Ce thème de l’identité a cousu la plupart de vos romans : est-ce une obsession ?

Ça l’a été. Cette obsession reflétait ce que j’ai vécu. J’avais 19 ans en 1968, j’ai grandi avec le colonialisme avant de me retrouver dans une île indépendante. Fatalement, le «qui je suis ?» a surgi. C’était un dilemme jusqu’à mon quatrième roman. Aujourd’hui, c’est une question que je me pose moins.

 

Parce que vous avez trouvé la réponse ?

J’ai plutôt trouvé une nouvelle façon de poser la question. Je fais jouer le «et» plutôt que le «ou». Je laisse mes questions respirer, ouvertes, je n’attends pas de réponses complètes et immuables. J’ai moins de problème qu’avant à surfer sur des points d’interrogation. Aujourd’hui, je peux cheminer sous le regard de l’autre sans avoir à me justifier. Je m’assume davantage, en somme.

 

L’expérience ?

Oui. Quand on a pris quelques bonnes baffes dans la vie, on voit les choses différemment.

 

La littérature est-elle là pour poser des questions ou pour y répondre ?

Les deux ! Une question est une chose formidable. Mais je crois aussi qu’il y a des réponses à donner, des jalons à poser. Si vous ne restez que sur des questionnements, vous finissez par tourner en rond. Proposer des réponses tout en sachant qu’elles ne sont pas définitives me plaît assez. J’aime le goût des points de suspension…

 

Pourquoi est-ce si compliqué, parfois, d’être Mauricien ?

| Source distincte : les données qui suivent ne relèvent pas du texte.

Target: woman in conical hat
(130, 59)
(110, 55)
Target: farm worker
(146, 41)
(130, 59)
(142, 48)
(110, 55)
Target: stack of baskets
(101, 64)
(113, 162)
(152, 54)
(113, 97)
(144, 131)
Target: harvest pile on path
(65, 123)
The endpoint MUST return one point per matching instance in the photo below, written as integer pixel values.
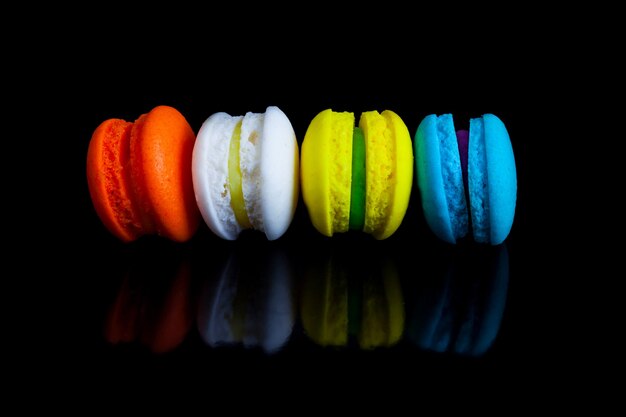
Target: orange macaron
(139, 176)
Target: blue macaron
(467, 180)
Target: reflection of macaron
(342, 300)
(153, 305)
(245, 173)
(139, 178)
(462, 313)
(357, 178)
(467, 180)
(250, 303)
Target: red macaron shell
(139, 176)
(108, 174)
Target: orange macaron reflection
(139, 177)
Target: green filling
(357, 188)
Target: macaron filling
(357, 186)
(235, 179)
(449, 147)
(477, 182)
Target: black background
(546, 338)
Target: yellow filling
(234, 178)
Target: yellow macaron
(356, 178)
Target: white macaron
(245, 172)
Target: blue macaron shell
(439, 177)
(502, 178)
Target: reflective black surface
(308, 311)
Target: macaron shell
(430, 180)
(280, 169)
(108, 178)
(502, 178)
(162, 143)
(209, 169)
(401, 174)
(326, 170)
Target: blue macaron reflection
(460, 311)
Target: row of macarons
(155, 175)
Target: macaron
(139, 176)
(356, 177)
(467, 179)
(245, 173)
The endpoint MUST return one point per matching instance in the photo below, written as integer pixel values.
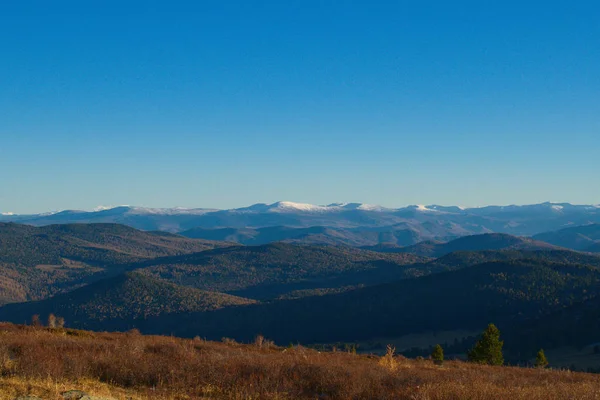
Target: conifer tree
(437, 355)
(540, 359)
(488, 350)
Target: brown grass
(45, 362)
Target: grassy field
(45, 362)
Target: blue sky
(228, 103)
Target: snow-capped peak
(291, 206)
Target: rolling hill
(39, 262)
(506, 293)
(489, 241)
(276, 269)
(399, 235)
(583, 238)
(453, 221)
(116, 303)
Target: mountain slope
(506, 293)
(490, 241)
(279, 268)
(454, 221)
(39, 262)
(118, 301)
(582, 238)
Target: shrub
(388, 360)
(437, 355)
(540, 359)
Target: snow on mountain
(289, 206)
(169, 211)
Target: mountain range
(372, 224)
(310, 284)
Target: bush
(540, 359)
(437, 355)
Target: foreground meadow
(46, 362)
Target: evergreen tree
(488, 350)
(437, 355)
(540, 359)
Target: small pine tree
(51, 321)
(488, 350)
(35, 321)
(437, 355)
(540, 359)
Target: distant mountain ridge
(489, 241)
(582, 238)
(522, 220)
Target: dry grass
(128, 365)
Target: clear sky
(228, 103)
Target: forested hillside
(38, 262)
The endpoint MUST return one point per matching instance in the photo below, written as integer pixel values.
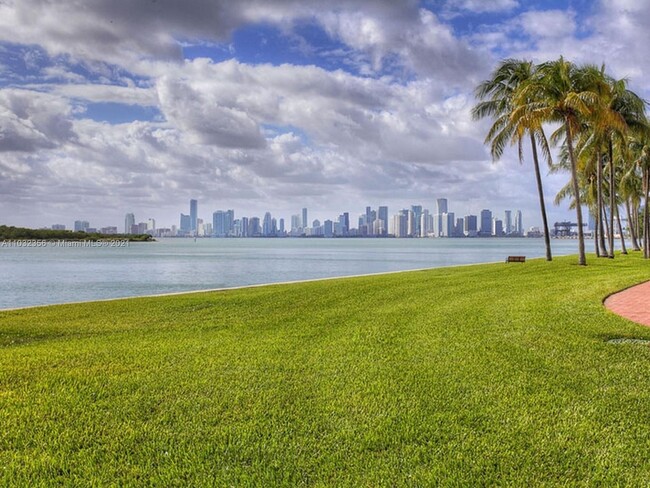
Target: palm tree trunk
(620, 231)
(600, 205)
(582, 258)
(631, 226)
(612, 199)
(604, 230)
(542, 205)
(596, 246)
(646, 214)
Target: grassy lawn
(481, 375)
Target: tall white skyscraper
(508, 223)
(129, 222)
(519, 225)
(194, 207)
(441, 208)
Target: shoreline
(242, 287)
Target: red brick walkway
(633, 303)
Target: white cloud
(482, 6)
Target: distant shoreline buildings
(413, 222)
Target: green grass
(483, 375)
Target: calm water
(37, 276)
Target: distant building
(471, 226)
(417, 217)
(400, 224)
(194, 207)
(497, 227)
(328, 228)
(254, 227)
(81, 226)
(441, 209)
(186, 224)
(519, 225)
(382, 215)
(508, 223)
(129, 221)
(486, 223)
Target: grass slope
(481, 375)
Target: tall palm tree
(620, 111)
(640, 147)
(563, 93)
(497, 97)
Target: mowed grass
(483, 375)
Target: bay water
(55, 273)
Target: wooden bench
(516, 259)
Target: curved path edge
(632, 303)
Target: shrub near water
(490, 374)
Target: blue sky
(272, 106)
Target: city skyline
(294, 104)
(416, 221)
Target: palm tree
(640, 147)
(497, 97)
(620, 111)
(563, 93)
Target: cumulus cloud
(396, 126)
(481, 6)
(31, 121)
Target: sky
(116, 106)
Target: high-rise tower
(193, 214)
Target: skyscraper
(519, 225)
(471, 226)
(417, 216)
(486, 223)
(382, 214)
(193, 214)
(218, 223)
(81, 225)
(508, 223)
(267, 225)
(186, 225)
(410, 222)
(441, 208)
(129, 221)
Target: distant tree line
(22, 233)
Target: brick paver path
(633, 303)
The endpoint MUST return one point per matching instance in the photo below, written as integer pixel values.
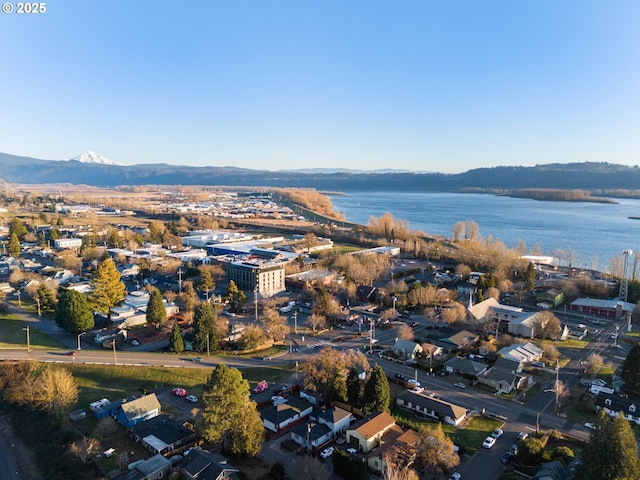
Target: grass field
(12, 335)
(116, 382)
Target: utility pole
(28, 339)
(557, 389)
(255, 300)
(372, 332)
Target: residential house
(200, 464)
(552, 471)
(322, 426)
(395, 444)
(408, 349)
(311, 435)
(483, 311)
(138, 410)
(430, 406)
(450, 339)
(613, 405)
(277, 417)
(521, 352)
(336, 418)
(465, 366)
(152, 468)
(162, 434)
(467, 291)
(365, 435)
(503, 379)
(110, 409)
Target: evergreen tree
(46, 297)
(530, 277)
(353, 387)
(14, 245)
(206, 284)
(376, 396)
(630, 372)
(108, 289)
(176, 342)
(156, 311)
(228, 415)
(612, 453)
(205, 335)
(17, 227)
(73, 312)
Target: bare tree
(83, 448)
(405, 332)
(317, 322)
(594, 362)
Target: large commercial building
(266, 277)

Parce que la pluralité est complexe. Les raisons qui nous ont amenés sur cette terre mauricienne sont très différentes. Avec le temps, les années, les siècles, ces questions se posent moins : on est là, on voudrait tous y vivre le plus heureux possible. Mais pour cela, il faudrait que nous puissions assumer certaines choses. Le non-dit est un problème à Maurice.

 

 

Que voulez-vous dire par «non-dit» ?

Par exemple, je pense au silence assourdissant autour de l’histoire de l’esclavage. Ce passé n’est pas enseigné correctement à l’école, on y met trop de pudeur pour l’évoquer clairement. Au final, l’Histoire n’est assumée par personne. Il ne s’agit pas de faire porter le chapeau des traumatismes de l’esclavage aux descendants des esclavagistes,c’était il y a des dizaines de générations ; mais, par ailleurs, tout le monde devrait se mettre à corriger les erreurs du passé. On ne peut pas continuer d’accepter que la pauvreté frappe si durement les descendantsd’esclaves. Cette continuité du châtiment me choque. Quand un homme me dit «mwa monn met pous, mo papa finn met pous, mo gran papa fin met pous, mo pa trouve kifer mo zanfan papou met pous», j’entends la conviction d’un châtiment, d’un sort, (l’index surla tempe) il a entré dans sa tête « je suis un putain d’esclave ! »

 

Êtes-vous un inventeur d’avion ou de parachute ?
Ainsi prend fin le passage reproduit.